Blowfish is a variable-length key, 64-bit block cipher. The algorithm consists of two parts: a key-expansion part and a data encryption part. Key expansion converts a key of at most 448 bits into several subkey arrays totaling 4168 bytes.

Data encryption occurs via a 16-round Feistel network. Each round consists of a key-dependent permutation, and a key- and data-dependent substitution. All operations are XORs and additions on 32-bit words. The only additional operations are four indexed array data lookups per round.

Subkeys:
Blowfish uses a large number of subkeys. These keys must be precomputed before any data encryption or decryption can be done.

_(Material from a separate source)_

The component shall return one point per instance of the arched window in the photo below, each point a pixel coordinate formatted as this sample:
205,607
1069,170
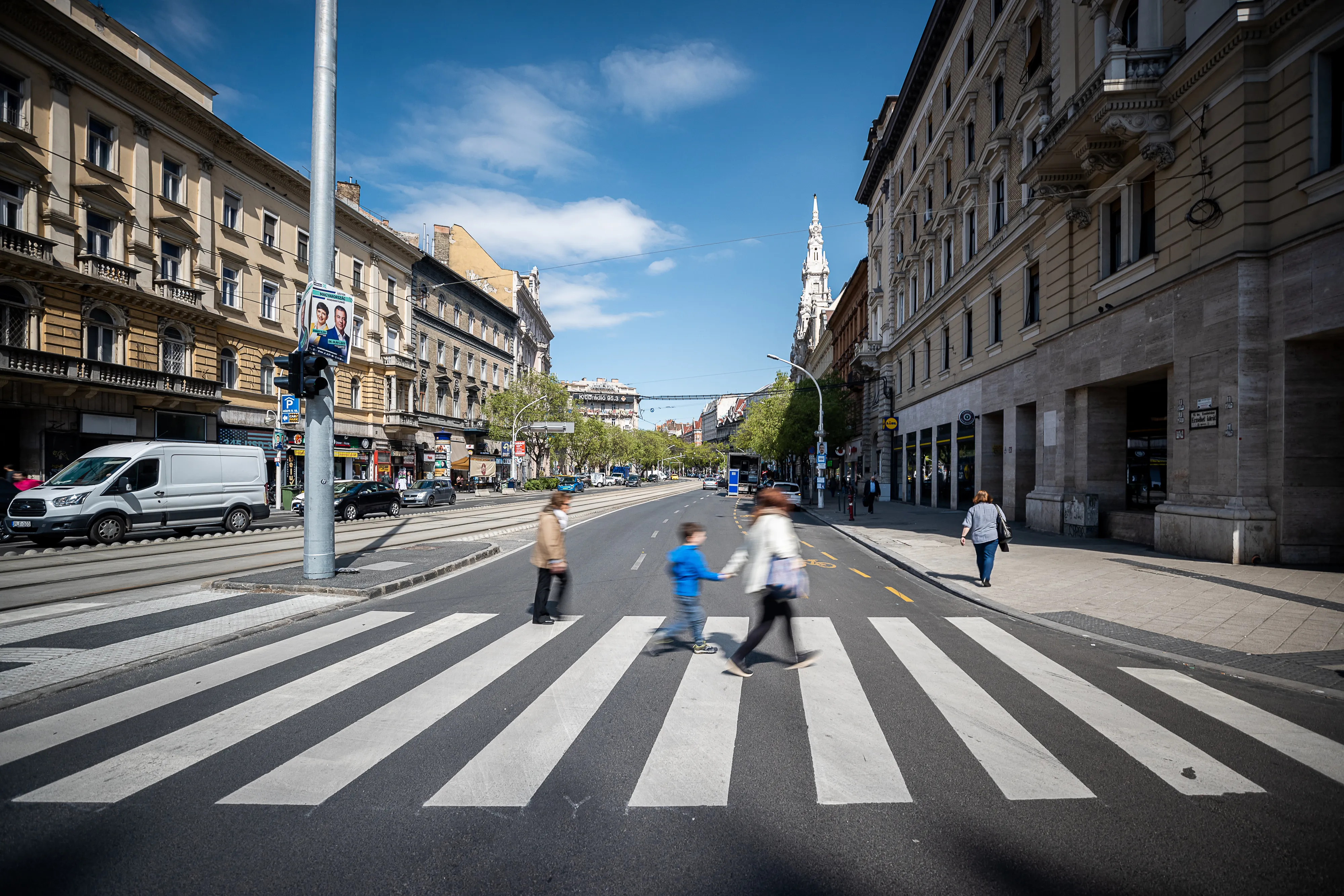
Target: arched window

1. The P-array consists of 18 32-bit subkeys: P1, P2,..., P18.
   
2. There are four 32-bit S-boxes with 256 entries each:
   S1,0, S1,1,..., S1,255;
   S2,0, S2,1,..,, S2,255;
   S3,0, S3,1,..., S3,255;
   S4,0, S4,1,..,, S4,255.
   

The exact method used to calculate these subkeys will be described later.

Encryption:
Blowfish is a Feistel network consisting of 16 rounds. The input is a 64-bit data element, x.

1. Divide x into two 32-bit halves: xL, xR
   
2. For i = 1 to 16:
   
3. xL = xL XOR Pi
   
4. xR = F(xL) XOR xR
   
5. Swap xL and xR
   
6. Swap xL and xR (Undo the last swap.)
   
7. xR = xR XOR P17
   
8. xL = xL XOR P18
   
9. Recombine xL and xR
   
10. Function F:
    
11. Divide xL into four eight-bit quarters: a, b, c, and d
    
12. F(xL) = ((S1,a + S2,b mod 232) XOR S3,c) + S4,d mod 232
    

Decryption is exactly the same as encryption, except that P1, P2,..., P18 are used in the reverse order.

Generating the Subkeys:
The subkeys are calculated using the Blowfish algorithm. The exact method is as follows:

1. Initialize first the P-array and then the four S-boxes, in order, with a fixed string. This string consists of the hexadecimal digits of pi (less the initial 3). For example:
   
   P1 = 0x243f6a88
   P2 = 0x85a308d3
   P3 = 0x13198a2e
   P4 = 0x03707344
   
   
2. XOR P1 with the first 32 bits of the key, XOR P2 with the second 32-bits of the key, and so on for all bits of the key (possibly up to P14). Repeatedly cycle through the key bits until the entire P-array has been XORed with key bits. (For every short key, there is at least one equivalent longer key; for example, if A is a 64-bit key, then AA, AAA, etc., are equivalent keys.)
   
   
3. Encrypt the all-zero string with the Blowfish algorithm, using the subkeys described in steps (1) and (2).
   
4. Replace P1 and P2 with the output of step (3).
   
5. Encrypt the output of step (3) using the Blowfish algorithm with the modified subkeys.
   
6. Replace P3 and P4 with the output of step (5).
   
7. Continue the process, replacing all entries of the P-array, and then all four S-boxes in order, with the output of the continuously-changing Blowfish algorithm.
   

In total, 521 iterations are required to generate all required subkeys. Applications can store the subkeys rather than execute this derivation process multiple times.